A economia do Ceará cresce vertiginosamente, mesmo diante da crise nacional.

A produção da indústria cearense cresceu 2,2% no ano passado, no maior avanço registrado entre as capitais do Nordeste pesquisadas pelo Instituto Brasileiro de Geografia e Estatística (IBGE)

O fato merece registro e aplausos.

Afinal, se trata de um estado – vizinho ao nosso –, que sofre as mesmas dificuldades que sofremos e dispõe de recursos naturais idênticos.

Por que o Ceará cresce e o RN anda para trás como caranguejo?

Muitas causas poderiam ser apontadas.

A principal delas se chamaria  falta de “mentalidade” das elites dirigentes, que significa capacidade de acreditar e buscar sonhos, promover inovações e alternativas do interesse coletivo, ao invés de direcionar as oportunidades para pessoas e grupos, com as digitais pré-definidas.

A verdadeira economia de mercado – caminho salutar para buscar o desenvolvimento – não existe no RN.

Aqui prevalecem privilégios, influencia política, divisão “entre amigos” das oportunidades do estado.

Salvo raras exceções, tem sido assim há anos.

Perdemos várias batalhas na busca do crescimento econômico e social.

Sobretudo, para o Ceará.

O ferro é um exemplo patente e agora a área de livre comércio que começa a ser implantada pelos cearenses, quando geograficamente o melhor local nas Américas é o “Grande Natal”.

Há muito tempo se sabe que  são promissoras as perspectivas do RN na exploração de minério de ferro, podendo se transformar em fornecedor privilegiado dos chineses e do resto do mundo.

Em Cruzeta, na Serra da Formiga, há informações de que o potencial de produção seria entre 6 milhões e 12 milhões de toneladas.

São mais de 200 áreas com potencial desse minério em nosso solo.

Infelizmente, a exploração do ferro potiguar no RN se limita praticamente a mina do Bonito, localizada no município de Jucurutu.

Enquanto isso, o Ceará já implantou a sua siderurgia – Companhia Siderúrgica do Pecém (CSP)-, que cresceu 41,8% em 2017, exportando para o mundo.

Além disso, o Ceará cresce nos setores de produtos químicos, com avanço de 10,9%, têxtil (9,8%), confecções (9,1%), couro e calçados (5,2%) e alimentos (2,7%).

O resultado final e melancólico é ver o RN mergulhado em abismo econômico e financeiro, enquanto um Estado vizinho, com os mesmos problemas históricos que nós, consegue dá exemplo ao país de criatividade e gestão competente.

Fazer o que?

Continuar esperando pela tão anunciada e propalada fábrica chinesa de painéis fotovoltaicos????

Ou, simplesmente chorar pelo leite derramado?

Um pensamento sobre “Por que o Ceará cresce e o RN anda para trás como caranguejo?

  1. Gostei da definição do editor para qualificar a letargia do RN no quesito empreendedorismo: problemas de ‘mentalidade’. Aqui, como no Brasil em geral, nao fizemos nossa ‘revolução burguesa’. Aqui a sociedade parece que ainda se divide entre patrícios e plebeus, nobreza e plebe rude.
    Aqui, no geral, só se empreende com uma ‘forcinha’, facilidade, ‘boquinha’ ou ‘arrumadinho’ do estado.
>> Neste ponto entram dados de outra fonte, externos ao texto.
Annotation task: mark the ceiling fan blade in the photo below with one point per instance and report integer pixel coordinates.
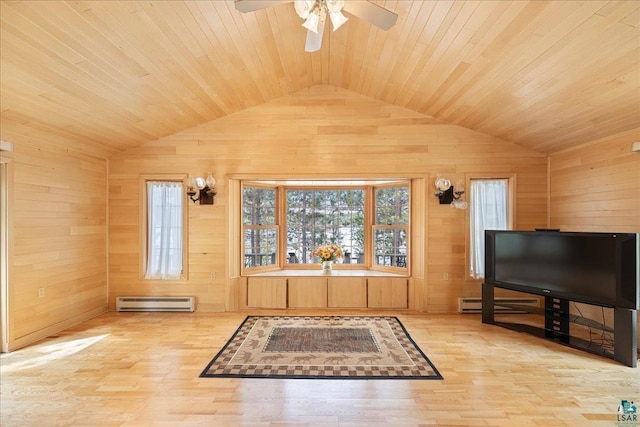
(376, 15)
(245, 6)
(314, 40)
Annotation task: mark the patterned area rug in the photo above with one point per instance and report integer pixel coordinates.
(338, 347)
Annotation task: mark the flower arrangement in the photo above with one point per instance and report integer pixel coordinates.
(328, 252)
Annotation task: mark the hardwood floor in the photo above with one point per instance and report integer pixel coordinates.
(141, 369)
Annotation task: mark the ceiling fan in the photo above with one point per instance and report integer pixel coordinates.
(315, 12)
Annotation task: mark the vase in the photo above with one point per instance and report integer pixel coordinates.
(327, 267)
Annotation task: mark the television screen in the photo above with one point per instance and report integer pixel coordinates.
(597, 268)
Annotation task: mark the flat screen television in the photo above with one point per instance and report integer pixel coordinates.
(594, 268)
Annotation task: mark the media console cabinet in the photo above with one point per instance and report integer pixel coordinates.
(557, 322)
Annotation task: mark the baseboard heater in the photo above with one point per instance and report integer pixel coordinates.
(501, 305)
(155, 304)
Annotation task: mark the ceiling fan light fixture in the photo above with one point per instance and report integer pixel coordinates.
(304, 7)
(337, 19)
(312, 22)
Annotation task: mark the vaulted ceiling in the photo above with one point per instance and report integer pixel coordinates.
(110, 75)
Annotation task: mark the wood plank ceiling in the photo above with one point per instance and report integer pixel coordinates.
(109, 75)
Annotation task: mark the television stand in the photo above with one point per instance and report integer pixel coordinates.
(557, 323)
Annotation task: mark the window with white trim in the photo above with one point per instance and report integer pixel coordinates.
(285, 222)
(488, 210)
(165, 230)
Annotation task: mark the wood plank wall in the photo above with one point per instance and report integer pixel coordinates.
(321, 131)
(57, 243)
(596, 187)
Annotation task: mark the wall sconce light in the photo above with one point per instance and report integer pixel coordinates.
(448, 195)
(203, 187)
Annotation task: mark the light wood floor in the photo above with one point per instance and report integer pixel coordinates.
(141, 369)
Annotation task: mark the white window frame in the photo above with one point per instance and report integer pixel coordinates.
(144, 228)
(510, 217)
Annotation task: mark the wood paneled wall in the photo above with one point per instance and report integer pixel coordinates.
(322, 131)
(57, 242)
(596, 187)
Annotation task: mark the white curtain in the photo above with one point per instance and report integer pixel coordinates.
(164, 233)
(488, 211)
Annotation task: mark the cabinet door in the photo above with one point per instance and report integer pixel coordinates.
(265, 292)
(347, 292)
(387, 292)
(307, 292)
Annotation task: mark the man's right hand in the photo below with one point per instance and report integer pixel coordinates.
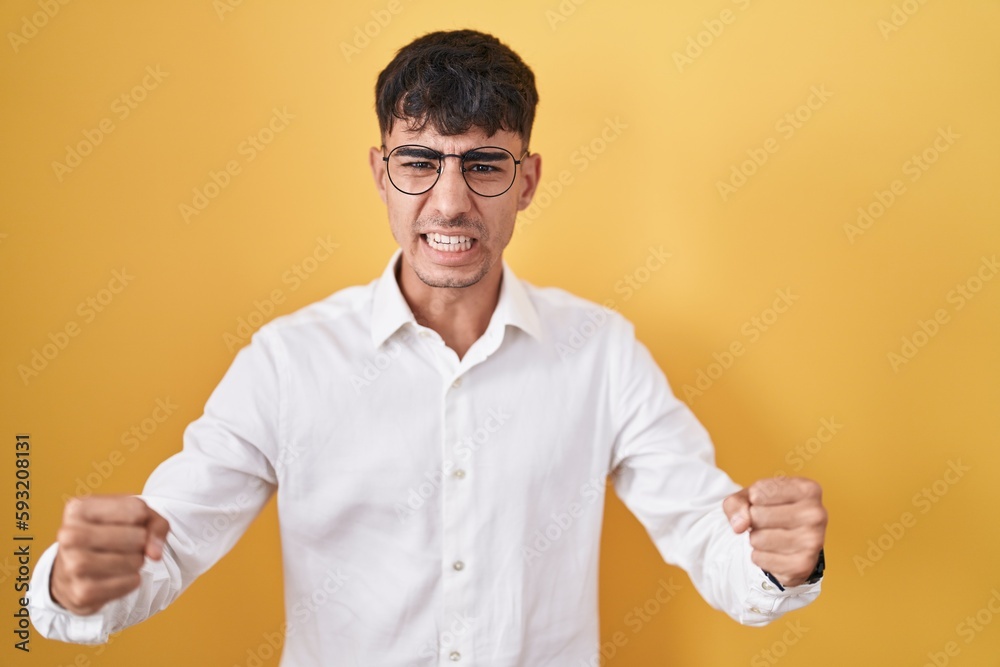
(103, 542)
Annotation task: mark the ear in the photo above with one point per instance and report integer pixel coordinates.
(531, 174)
(377, 165)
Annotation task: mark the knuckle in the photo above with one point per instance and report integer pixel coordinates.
(132, 581)
(84, 593)
(68, 537)
(73, 509)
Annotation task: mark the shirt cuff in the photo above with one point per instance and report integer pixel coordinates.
(765, 601)
(54, 621)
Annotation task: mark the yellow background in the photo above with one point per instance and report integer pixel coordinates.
(683, 126)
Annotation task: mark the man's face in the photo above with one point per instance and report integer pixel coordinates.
(452, 210)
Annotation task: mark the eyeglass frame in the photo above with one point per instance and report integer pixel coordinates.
(440, 158)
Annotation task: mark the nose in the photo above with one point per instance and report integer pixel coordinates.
(450, 196)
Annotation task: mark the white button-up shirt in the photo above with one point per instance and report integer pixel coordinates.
(434, 510)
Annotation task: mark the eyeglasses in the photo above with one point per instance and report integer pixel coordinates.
(489, 171)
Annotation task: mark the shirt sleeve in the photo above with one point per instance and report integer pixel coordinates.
(210, 492)
(663, 470)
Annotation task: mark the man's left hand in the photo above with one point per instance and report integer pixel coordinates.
(787, 524)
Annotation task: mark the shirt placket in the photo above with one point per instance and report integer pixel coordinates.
(457, 560)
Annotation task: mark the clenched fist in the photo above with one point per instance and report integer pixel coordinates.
(103, 542)
(787, 524)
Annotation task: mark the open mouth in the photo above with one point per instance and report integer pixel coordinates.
(446, 243)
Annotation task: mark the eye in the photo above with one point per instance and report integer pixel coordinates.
(418, 165)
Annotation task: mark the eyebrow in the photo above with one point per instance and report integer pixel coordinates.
(488, 155)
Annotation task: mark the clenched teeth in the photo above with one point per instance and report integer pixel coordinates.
(448, 243)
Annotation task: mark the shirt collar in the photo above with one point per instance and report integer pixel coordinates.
(390, 310)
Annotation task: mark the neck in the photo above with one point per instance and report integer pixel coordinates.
(459, 315)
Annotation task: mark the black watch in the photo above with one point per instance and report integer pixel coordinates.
(816, 575)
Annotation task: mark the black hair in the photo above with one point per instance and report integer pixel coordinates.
(456, 80)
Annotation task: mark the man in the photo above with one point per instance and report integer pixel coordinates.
(449, 508)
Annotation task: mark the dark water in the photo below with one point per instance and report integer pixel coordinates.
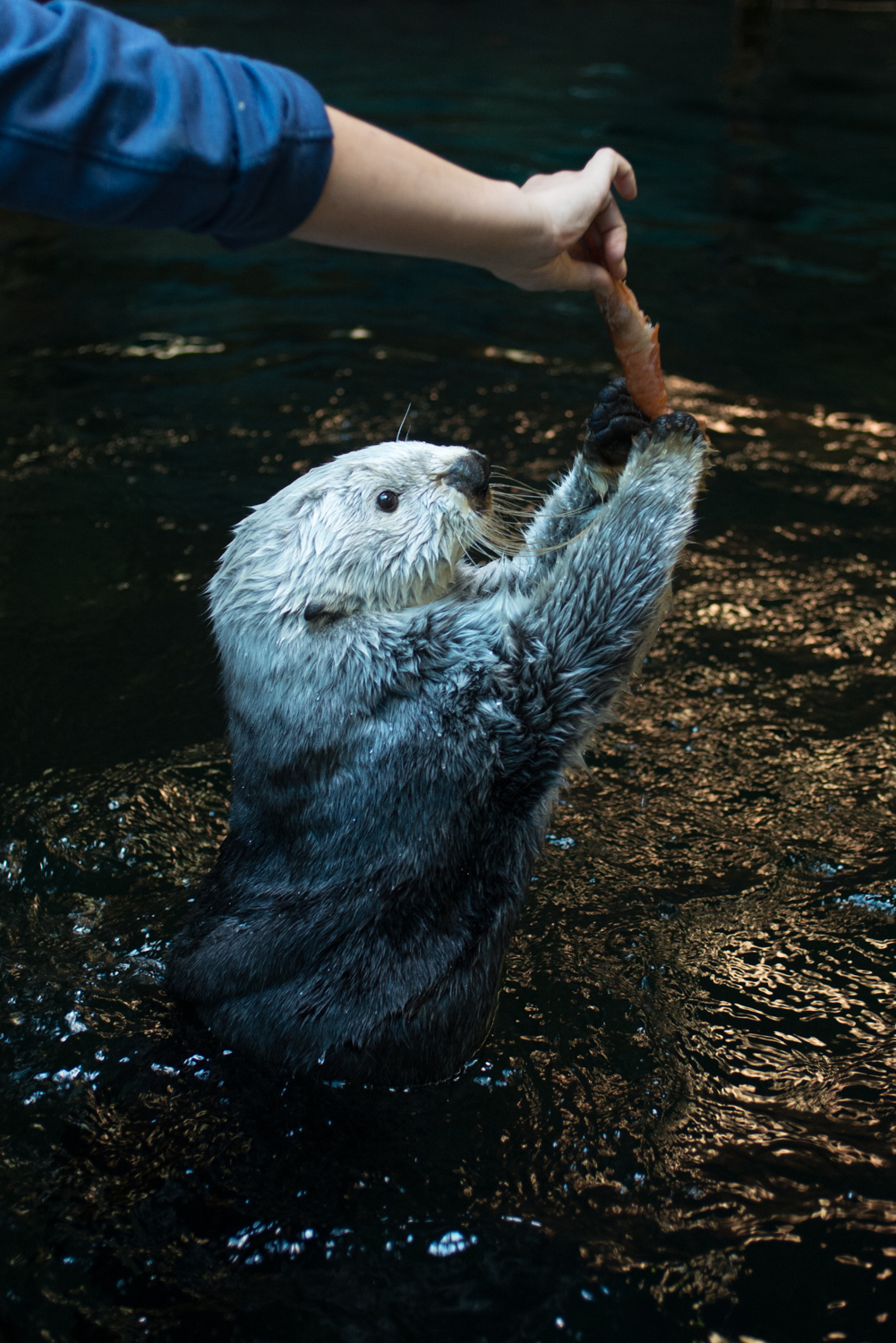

O patrimonialismo rege a mentalidade ou lógica geral do nosso ‘capitalismo’: interesses privados sempre articulados com a ‘coisa pública’. E seus representantes.
    Taí, confesso que gostei quando o senhor Flávio Rocha entrou em conflito com as autoridades do trabalho no estado. Uma breve sensação (…) de que tínhamos um ‘verdadeiro burgues’! sim porque nas sociedades capitalistas e democráticas avançadas num dado momento o capital precisou entrar em conflito com o Estado. Só o capital pode peitar os privilegios do Estado. Mas aqui parece que ainda andam de mãos dadas. Lamentável!